Türkiye’de futbol tutkusu bambaşka bir şeydir. İnsanlar doğuştan taraftar olur; takım değiştirmez, ömür boyu aynı rengi yüreğinde taşır. Oyuncuların isimlerini ezbere bilir, eski maçların skorlarını hafızasında saklar. Benim rahmetli babam da öyleydi. Gönülden Fenerbahçeliydi.
Kalamış’ta, eski antrenman sahasının yakınlarında, Reşitpaşa Sokak’ta aileden kalan miras paralarıyla alınmış küçük bir evimiz vardı. Babam hep aynı cümleyi kurardı:
“Fenerbahçe şampiyon olacak, yeni stadyum yapılacak, tesisler yenilenecek; bu evin değeri uçacak.”
Pazar akşamları mutlaka Fenerbahçe maçını sorar, skoru öğrenmeden içi rahat etmezdi. Yıllar geçti; dediği gibi oldu. Şampiyonluklar geldi, Kadıköy’de efsanevi stat yükseldi, tesisler modernleşti. Evi sattık ama Fenerbahçe sevgisi hiç eksilmedi.
Şimdi, 2025’in sonunda, aynı soru yeniden dolaşıyor zihinlerde:
Ne olacak bu Fenerbahçe’nin hâli?
Ne zaman gerçek bir galibiyet serisi, derbi zaferleri ve bir şampiyonluk görecek?

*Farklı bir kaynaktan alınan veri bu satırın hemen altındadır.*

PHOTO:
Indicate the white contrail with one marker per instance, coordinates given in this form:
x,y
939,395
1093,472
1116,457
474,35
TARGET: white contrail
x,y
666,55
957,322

2025–2026 Trendyol Süper Lig sezonunun ortasındayız. Fenerbahçe, Domenico Tedesco yönetiminde lider Galatasaray’ın birkaç puan gerisinde, genellikle ikinci sırada yer alıyor. Sezon, José Mourinho ile başlamış; ancak Ağustos ayında yaşanan ayrılığın ardından hem teknik ekipte hem de yönetimde değişim olmuş, başkanlık koltuğuna Sadettin Saran oturmuştu.
Kadrosu kâğıt üzerinde son derece güçlü: En-Nesyri, Talisca, Asensio gibi yıldızlar takıma kalite katıyor. Nitekim son haftalarda Eyüpspor’u 3-0, Konyaspor’u 4-0 gibi net skorlarla geçtiler. Ancak Galatasaray derbisi 1-1’de kaldı, Beşiktaş’a ise kupada yenilgi geldi. Avrupa’da yoluna devam eden bir Fenerbahçe var ama taraftarın beklediği “büyük zafer”, yani lig şampiyonluğu, hâlâ ufukta belirsiz duruyor.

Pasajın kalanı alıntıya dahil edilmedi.